IV. Why Only Uniswap Can Truly Drive the Development of ERC-7683
Image source: @Uniswap
Although "intent" is a grand narrative concept, in my personal view, the core support for ERC-7683 can only be driven by Uniswap. The reason is that both Intent and DeFAI fundamentally aim to better serve DeFi, and the key element for maintaining the healthy development of DeFi is market liquidity, which relies on two conditions: "efficient liquidity supply" and "deeply integrated liquidity."
1. Liquidity Advantages of Uniswap V4
The introduction of Uniswap V4 makes liquidity pool management more flexible and efficient, especially for providing concentrated liquidity across different price ranges. This mechanism optimizes capital efficiency, making cross-chain transactions smoother. In version V3, each new pool required a separate smart contract deployment, leading to high gas fees. V4 replaces this with a single PoolManager contract, reducing deployment costs by 99% and lowering exchange costs. Additionally, Hooks allow for the development of customized AMM pools, enabling the ERC-7683 protocol to adjust according to different market demands, better matching various trading pairs and asset liquidity.
2. The Potential of Uniswap X
Uni X is expected to further enhance cross-chain interoperability.

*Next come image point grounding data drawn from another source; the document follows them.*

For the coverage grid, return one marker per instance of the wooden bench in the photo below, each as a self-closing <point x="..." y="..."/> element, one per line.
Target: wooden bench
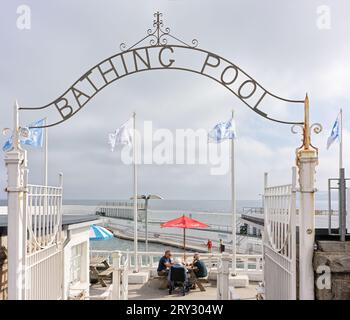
<point x="163" y="282"/>
<point x="101" y="276"/>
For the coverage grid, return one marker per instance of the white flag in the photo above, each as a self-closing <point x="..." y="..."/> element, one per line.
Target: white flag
<point x="122" y="136"/>
<point x="334" y="135"/>
<point x="223" y="131"/>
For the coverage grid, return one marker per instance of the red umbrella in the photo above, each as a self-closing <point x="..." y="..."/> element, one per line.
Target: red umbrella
<point x="185" y="223"/>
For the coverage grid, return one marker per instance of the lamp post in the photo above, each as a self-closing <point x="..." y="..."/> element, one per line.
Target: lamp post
<point x="147" y="198"/>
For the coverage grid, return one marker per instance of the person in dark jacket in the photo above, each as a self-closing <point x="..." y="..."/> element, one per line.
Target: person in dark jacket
<point x="164" y="264"/>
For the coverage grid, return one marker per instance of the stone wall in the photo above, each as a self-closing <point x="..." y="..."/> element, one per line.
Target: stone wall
<point x="3" y="267"/>
<point x="333" y="257"/>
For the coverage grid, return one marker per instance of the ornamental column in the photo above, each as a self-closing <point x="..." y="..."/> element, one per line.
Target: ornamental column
<point x="307" y="159"/>
<point x="15" y="161"/>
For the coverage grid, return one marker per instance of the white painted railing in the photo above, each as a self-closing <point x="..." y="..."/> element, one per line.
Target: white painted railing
<point x="279" y="241"/>
<point x="43" y="271"/>
<point x="245" y="263"/>
<point x="120" y="276"/>
<point x="223" y="274"/>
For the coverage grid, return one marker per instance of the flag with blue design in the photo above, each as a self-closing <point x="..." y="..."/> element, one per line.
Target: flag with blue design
<point x="223" y="131"/>
<point x="34" y="136"/>
<point x="334" y="133"/>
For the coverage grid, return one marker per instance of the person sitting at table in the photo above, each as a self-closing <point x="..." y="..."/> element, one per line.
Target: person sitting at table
<point x="198" y="266"/>
<point x="178" y="265"/>
<point x="164" y="264"/>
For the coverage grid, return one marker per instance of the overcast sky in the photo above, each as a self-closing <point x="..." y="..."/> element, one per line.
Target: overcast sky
<point x="278" y="44"/>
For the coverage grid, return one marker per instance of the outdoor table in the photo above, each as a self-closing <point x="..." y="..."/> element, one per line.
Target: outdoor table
<point x="100" y="275"/>
<point x="194" y="280"/>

It may introduce new cross-chain bridging mechanisms or deeply integrate with ERC-7683, providing more efficient cross-chain asset exchange channels. If Uni X can provide cross-chain liquidity solutions, it will become an important platform for executing cross-chain intents with ERC-7683. Therefore, ERC-7683 can achieve seamless cross-chain transactions on a larger scale by leveraging Uni X's liquidity pools and technological optimizations.
3. Dependency on Cross-Chain Protocol Implementation
Since ERC-7683 relies on standardized cross-chain transaction structures and settlement mechanisms, and Uniswap holds a significant position in decentralized exchanges, the protocol is likely to depend on the liquidity pools, automated market-making, and cross-chain trading capabilities provided by Uniswap, especially with the support of Uniswap X and Unichain. Uniswap can not only support the efficient execution of ERC-7683 but, most importantly, ensure the stability and security of its cross-chain and multi-asset trading.
V. What is the Practical Significance of Intent?
When we set aside the abstract definition of "intent," it can be understood as a clear trading goal or driving force. The concept of intent can be traced back to the article "Intent-Based Architectures and Their Risks" published by Paradigm on June 1, 2023, which explains the concept of intent. However, it has remained at the conceptual stage, with the issues of fragmented liquidity and the solving paths of solvers not yet resolved. Nevertheless, the launch of ERC-7683 seems to illuminate a promising solution to the fragmented liquidity dilemma.
The ultimate goal is to inject new vitality into Uniswap, hoping that Uniswap will spark a new wave of DeFi enthusiasm. Therefore, intent and ERC-7683 are not merely about continuing L2 expansion but about achieving more efficient trading, creating richer functionalities, and stronger cross-chain interoperability through Uniswap, even introducing new incentive mechanisms or trading models to attract more users and liquidity.
If Uniswap V4 or Uniswap X introduces some new smart contract logic or trading models at the protocol level, through ERC-7683, Uniswap can further enhance cross-chain liquidity, reduce trading costs, and increase more trading pairs and liquidity pools. This will transform Uniswap from merely a liquidity-dispersed AMM, and these improvements will also become an important part of "intent."